Oil surges close to $100 per barrel
World oil prices leapt to a new two-year high close to $100 dollars per barrel on Friday ahead of the Brent contract's expiry, rebounding in volatile thin pre-weekend trade, analysts said.
Brent North Sea crude for delivery in February soared to $99.20 in late afternoon deals -- touching the highest level since October 1, 2008 and not far from the psychological level of $100.
The Brent contract, which expires at the close, later stood at $98.66 a barrel, up 60 cents from Thursday's closing level. March becomes the front-month contract on Monday.
Meanwhile, New York's main contract, light sweet crude for February, slid 47 cents to $90.93 per barrel.
"London's benchmark Brent crude touched on highs above $99 ahead of February expiry on Friday," VTB Capital analyst Andrey Kryuchenkov told AFP.
"It is because it's the last day of trading for the February contract, and the market is rolling into March," he added, and also citing volatile light trading volumes.
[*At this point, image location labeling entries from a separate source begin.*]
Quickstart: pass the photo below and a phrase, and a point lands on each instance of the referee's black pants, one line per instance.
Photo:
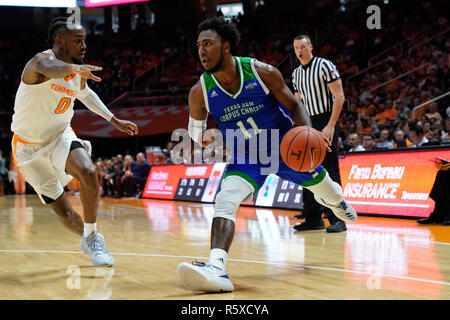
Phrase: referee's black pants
(312, 210)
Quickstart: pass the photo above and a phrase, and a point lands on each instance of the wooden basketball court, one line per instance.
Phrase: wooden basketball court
(377, 258)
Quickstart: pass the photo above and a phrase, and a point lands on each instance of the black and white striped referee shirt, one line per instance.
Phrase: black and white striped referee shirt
(311, 81)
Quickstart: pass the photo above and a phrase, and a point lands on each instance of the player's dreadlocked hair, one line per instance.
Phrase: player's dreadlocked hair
(226, 29)
(58, 24)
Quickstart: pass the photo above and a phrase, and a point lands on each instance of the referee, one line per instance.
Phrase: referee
(318, 85)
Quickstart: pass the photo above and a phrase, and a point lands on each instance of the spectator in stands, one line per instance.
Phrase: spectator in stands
(402, 110)
(135, 178)
(400, 140)
(351, 128)
(417, 136)
(118, 173)
(433, 136)
(433, 111)
(366, 125)
(384, 140)
(385, 112)
(445, 134)
(368, 141)
(355, 143)
(340, 145)
(3, 175)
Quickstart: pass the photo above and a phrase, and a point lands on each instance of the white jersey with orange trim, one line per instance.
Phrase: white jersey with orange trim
(41, 111)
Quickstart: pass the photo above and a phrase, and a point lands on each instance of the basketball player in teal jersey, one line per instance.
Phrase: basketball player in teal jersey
(245, 97)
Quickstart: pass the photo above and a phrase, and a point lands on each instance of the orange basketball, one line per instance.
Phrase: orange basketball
(303, 148)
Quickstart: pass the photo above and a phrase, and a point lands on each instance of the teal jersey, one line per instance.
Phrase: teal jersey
(247, 112)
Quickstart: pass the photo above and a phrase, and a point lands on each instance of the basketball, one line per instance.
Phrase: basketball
(303, 148)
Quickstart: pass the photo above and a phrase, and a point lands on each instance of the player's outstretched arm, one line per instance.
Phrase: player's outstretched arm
(274, 81)
(91, 100)
(197, 115)
(124, 126)
(45, 66)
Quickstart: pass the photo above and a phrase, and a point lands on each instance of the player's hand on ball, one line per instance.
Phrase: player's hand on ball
(208, 137)
(85, 71)
(125, 126)
(327, 134)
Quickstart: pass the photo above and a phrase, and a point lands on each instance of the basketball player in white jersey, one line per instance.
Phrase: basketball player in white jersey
(45, 148)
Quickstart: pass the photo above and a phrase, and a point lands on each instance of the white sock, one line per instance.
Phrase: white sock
(218, 257)
(89, 228)
(328, 190)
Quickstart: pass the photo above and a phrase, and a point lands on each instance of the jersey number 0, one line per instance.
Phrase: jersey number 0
(252, 123)
(63, 104)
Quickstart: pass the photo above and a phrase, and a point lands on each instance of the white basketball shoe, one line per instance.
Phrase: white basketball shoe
(343, 210)
(200, 276)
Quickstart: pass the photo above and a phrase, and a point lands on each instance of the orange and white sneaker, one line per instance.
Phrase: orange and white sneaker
(200, 276)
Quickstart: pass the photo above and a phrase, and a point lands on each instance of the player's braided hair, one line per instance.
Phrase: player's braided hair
(58, 24)
(224, 27)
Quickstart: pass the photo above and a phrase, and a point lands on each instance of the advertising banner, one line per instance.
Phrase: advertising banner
(390, 183)
(180, 182)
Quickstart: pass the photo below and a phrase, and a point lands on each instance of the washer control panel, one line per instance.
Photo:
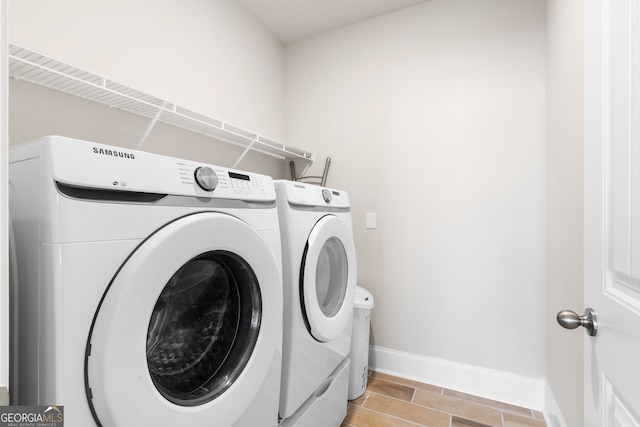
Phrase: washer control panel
(86, 164)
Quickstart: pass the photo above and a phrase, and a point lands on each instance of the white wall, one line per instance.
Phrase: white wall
(565, 21)
(212, 57)
(435, 118)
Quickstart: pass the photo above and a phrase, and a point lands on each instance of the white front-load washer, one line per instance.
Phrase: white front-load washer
(319, 277)
(150, 287)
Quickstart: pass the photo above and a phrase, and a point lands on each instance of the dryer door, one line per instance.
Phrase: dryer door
(328, 278)
(188, 327)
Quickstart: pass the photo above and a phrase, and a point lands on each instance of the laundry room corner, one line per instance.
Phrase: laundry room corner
(435, 119)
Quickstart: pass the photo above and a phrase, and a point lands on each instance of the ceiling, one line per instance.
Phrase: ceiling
(293, 20)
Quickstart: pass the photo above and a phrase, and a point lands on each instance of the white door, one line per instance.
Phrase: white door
(612, 211)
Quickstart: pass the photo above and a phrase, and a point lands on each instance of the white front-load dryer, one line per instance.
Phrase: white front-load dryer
(150, 287)
(319, 277)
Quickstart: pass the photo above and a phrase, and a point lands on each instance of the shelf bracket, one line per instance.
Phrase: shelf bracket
(153, 122)
(246, 150)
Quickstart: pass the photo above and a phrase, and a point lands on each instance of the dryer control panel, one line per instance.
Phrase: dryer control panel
(312, 195)
(91, 165)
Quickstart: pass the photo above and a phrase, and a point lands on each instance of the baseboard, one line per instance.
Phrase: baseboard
(552, 414)
(488, 383)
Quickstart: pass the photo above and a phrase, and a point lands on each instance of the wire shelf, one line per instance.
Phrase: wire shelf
(41, 69)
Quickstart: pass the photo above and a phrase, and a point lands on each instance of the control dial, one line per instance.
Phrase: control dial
(326, 195)
(206, 178)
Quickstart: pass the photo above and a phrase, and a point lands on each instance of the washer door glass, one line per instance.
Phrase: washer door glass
(203, 328)
(328, 279)
(189, 329)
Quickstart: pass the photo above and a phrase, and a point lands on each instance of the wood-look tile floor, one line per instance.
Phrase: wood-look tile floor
(396, 402)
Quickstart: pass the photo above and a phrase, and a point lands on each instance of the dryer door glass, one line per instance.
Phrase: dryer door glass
(328, 278)
(203, 328)
(331, 277)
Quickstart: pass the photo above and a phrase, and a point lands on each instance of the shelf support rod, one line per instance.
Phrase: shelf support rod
(153, 122)
(246, 150)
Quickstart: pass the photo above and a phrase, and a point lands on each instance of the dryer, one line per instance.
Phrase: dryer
(150, 287)
(319, 277)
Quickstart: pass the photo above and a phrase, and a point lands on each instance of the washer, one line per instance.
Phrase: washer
(319, 277)
(150, 287)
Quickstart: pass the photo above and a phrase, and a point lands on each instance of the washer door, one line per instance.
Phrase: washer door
(188, 327)
(328, 279)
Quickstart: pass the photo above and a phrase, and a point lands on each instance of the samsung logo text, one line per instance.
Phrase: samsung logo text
(113, 153)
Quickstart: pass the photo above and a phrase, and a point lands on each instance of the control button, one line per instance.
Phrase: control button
(326, 195)
(206, 178)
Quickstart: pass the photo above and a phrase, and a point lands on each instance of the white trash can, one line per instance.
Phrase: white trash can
(362, 305)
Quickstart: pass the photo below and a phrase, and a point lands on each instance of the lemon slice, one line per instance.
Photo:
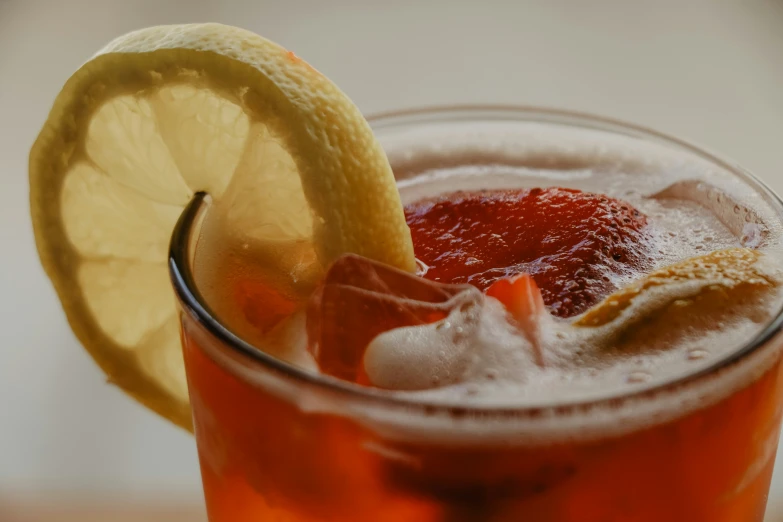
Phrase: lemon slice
(167, 111)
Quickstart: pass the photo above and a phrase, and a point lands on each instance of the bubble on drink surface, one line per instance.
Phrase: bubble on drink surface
(742, 221)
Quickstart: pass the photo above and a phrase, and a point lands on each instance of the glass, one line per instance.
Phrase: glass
(278, 443)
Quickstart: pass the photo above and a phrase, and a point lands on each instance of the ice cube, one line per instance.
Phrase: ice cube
(359, 299)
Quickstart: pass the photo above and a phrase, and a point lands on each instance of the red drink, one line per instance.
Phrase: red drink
(661, 418)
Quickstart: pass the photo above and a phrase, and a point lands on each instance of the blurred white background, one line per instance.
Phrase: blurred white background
(709, 71)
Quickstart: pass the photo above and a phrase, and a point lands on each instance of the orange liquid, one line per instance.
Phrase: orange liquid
(264, 458)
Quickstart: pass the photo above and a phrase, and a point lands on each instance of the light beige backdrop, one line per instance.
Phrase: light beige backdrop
(710, 71)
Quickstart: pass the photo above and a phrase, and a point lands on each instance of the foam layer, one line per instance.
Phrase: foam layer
(683, 223)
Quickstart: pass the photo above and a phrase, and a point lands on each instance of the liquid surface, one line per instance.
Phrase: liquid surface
(683, 211)
(571, 242)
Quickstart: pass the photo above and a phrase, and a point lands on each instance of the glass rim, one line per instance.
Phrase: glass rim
(193, 302)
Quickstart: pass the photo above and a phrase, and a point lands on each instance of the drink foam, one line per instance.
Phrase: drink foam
(714, 210)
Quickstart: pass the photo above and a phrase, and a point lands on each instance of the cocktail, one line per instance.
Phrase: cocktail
(539, 316)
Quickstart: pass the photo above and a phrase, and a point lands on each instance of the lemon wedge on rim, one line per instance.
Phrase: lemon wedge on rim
(160, 114)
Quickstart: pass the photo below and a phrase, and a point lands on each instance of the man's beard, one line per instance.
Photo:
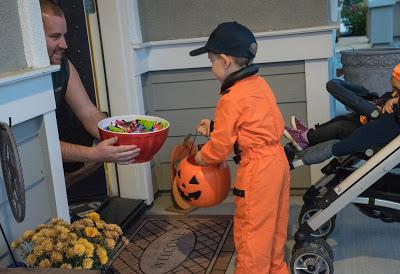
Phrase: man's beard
(56, 57)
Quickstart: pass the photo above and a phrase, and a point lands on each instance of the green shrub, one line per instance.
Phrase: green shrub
(354, 16)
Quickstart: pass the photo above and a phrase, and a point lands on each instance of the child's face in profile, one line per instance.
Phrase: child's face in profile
(218, 66)
(395, 87)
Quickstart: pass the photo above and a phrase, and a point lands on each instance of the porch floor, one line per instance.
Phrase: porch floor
(361, 245)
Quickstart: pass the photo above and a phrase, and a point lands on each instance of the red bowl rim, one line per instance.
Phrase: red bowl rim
(106, 122)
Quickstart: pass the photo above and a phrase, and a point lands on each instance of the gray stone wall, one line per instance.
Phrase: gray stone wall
(177, 19)
(12, 55)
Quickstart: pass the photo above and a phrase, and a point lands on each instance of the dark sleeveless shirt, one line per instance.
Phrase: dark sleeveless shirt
(69, 127)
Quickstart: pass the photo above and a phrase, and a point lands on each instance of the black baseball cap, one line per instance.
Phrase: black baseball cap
(230, 38)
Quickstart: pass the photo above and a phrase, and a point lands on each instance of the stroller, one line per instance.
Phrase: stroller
(364, 179)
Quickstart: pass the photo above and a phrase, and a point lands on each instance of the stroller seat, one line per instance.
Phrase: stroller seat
(368, 180)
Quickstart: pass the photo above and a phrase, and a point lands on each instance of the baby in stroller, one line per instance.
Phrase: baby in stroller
(362, 176)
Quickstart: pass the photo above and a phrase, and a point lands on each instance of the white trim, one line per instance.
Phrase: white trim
(127, 58)
(119, 29)
(55, 171)
(26, 98)
(22, 75)
(318, 102)
(33, 34)
(272, 47)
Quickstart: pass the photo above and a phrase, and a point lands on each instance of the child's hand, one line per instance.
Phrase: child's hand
(388, 107)
(204, 127)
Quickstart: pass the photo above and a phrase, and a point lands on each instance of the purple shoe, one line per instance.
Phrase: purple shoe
(296, 137)
(297, 124)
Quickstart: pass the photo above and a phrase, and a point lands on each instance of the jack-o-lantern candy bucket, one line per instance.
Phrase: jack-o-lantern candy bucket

In recent days and weeks, oil prices have been catapulted higher as recent freezing winter weather stoked hopes of rising energy demand in Europe.
At the same time, the market has been propelled by the weaker dollar, supply problems and falling energy reserves in the United States.
On Wednesday, Brent oil had spiked close to 99 dollars, boosted as the key Trans-Alaskan pipeline remained shut following a leak that struck over the weekend. The key link reopened on Thursday.
Some experts now predict that oil will soon strike $100 for the first time since late 2008.
"Brent crude pushed close to $100 on increased consumption on the back of the cold winter weather in Europe and a supply glut of (New York crude) which has depressed the US price, allowing the European price to surge ahead of its US counterpart," CMC Markets analyst Michael Hewson said.
He added: "The recent rise in crude oil prices has prompted some speculation that we could well see $100 prices quite soon."
In earlier deals on Friday, prices had fallen as traders had digested fresh moves by China, the world's biggest energy user, to curb its high inflation, analysts said.
Traders had reacted to China's announcement that its central bank planned to raise the amount of money that lenders are required to keep in reserve as the Asian nation seeks to rein in its high inflation.
The bank reserve requirement ratio would be raised by 50 basis points beginning on January 20, the People's Bank of China said in a statement.
Ever fearful of inflation's potential to spark social unrest, Beijing has been pulling on a variety of levers to rein in consumer prices and calm growing anxiety about soaring food costs and property values.
In December, the central bank hiked interest rates for the second time in less than three months. It raised the reserve requirement ratio six times in 2010, a move that obliges lenders to keep more money in reserve, effectively limiting the amount of funds they can lend and thereby curbing the liquidity blamed for helping fuel inflation.